What’s in it for the company if they allow a BYOD policy?

1) Cost control – A flat, usage rate must be determined based on job function. If someone requires more than the allotted time, it is a personal decision on their part and they will be responsible for the overage charges. The warranty/repair costs will also need to be controlled and there can be no more “accidental” upgrades.

2) Morale – Most organizations are already supporting BYOD in one way or another, so why not implement an official policy and include BYOD as a perk for employees. A recent survey found that employee satisfaction was the greatest benefit for a bring your own device to work policy.

What’s in it for the individual if they are allowed to bring their own devices to work?

3) Productivity improvement – If employees are allowed to use a device that they want to use and are familiar and comfortable with, it stands to reason that they will be more productive.

4) Freedom – Most employees know which devices they really need to be productive, right? Personally, I love the function and format of the HP 2760p, especially when I’m traveling via a plane, and I can’t wait to see how it handles Windows 8. If employees want to use both a cell phone with a data plan and a laptop with wifi together, that’s a choice they can make.

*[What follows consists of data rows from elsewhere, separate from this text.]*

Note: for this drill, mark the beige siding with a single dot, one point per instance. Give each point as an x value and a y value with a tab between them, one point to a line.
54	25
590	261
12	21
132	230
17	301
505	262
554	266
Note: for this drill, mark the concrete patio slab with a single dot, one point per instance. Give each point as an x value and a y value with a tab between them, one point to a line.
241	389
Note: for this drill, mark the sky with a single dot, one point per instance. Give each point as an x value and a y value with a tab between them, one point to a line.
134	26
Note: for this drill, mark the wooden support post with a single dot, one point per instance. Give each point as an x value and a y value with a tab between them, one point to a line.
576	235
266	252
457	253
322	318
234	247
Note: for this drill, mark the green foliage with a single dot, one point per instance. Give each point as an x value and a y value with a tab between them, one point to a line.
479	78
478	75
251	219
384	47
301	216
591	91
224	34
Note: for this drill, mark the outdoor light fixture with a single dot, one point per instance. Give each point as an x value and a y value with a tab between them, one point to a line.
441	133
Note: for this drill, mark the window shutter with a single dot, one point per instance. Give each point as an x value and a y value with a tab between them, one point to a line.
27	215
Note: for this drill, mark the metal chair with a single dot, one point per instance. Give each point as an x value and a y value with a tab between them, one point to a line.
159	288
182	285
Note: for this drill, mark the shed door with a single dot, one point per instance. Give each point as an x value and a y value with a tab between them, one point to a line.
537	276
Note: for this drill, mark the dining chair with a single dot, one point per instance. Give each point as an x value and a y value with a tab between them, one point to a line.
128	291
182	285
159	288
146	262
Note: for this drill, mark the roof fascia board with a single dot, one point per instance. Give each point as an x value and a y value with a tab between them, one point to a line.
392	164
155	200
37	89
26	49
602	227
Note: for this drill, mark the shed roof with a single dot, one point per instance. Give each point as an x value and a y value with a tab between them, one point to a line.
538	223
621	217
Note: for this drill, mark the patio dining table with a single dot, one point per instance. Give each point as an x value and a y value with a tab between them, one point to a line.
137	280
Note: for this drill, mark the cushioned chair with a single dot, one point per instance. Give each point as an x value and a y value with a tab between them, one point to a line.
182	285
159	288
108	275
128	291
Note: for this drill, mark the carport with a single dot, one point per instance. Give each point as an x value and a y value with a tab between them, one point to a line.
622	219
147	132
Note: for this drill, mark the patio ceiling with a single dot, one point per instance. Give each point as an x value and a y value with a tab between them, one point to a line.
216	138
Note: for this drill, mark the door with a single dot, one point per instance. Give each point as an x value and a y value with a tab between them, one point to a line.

5) Flexibility – With today’s more mobile workforce, giving employees access to the information they need wherever they happen to be working that day is not only becoming an expectation, it’s a necessity for business success.

While the benefits of a bring your own device policy are numerous, there are still a number of downsides for the individual employee as it relates to being their own IT department, such as spending a great deal of personal time at Best Buy. But for many employees, those issues are minor and for others, they may just want to opt for the standard device.

I think when the hardware begins to understand the need for this dual personality operation and provides a few hooks to enable better support, this BYOD tidal shift will turn into a tidal wave.

Does your organization allow BYOD? If so, what benefits and/or pitfalls do you see with this policy as it relates to IT?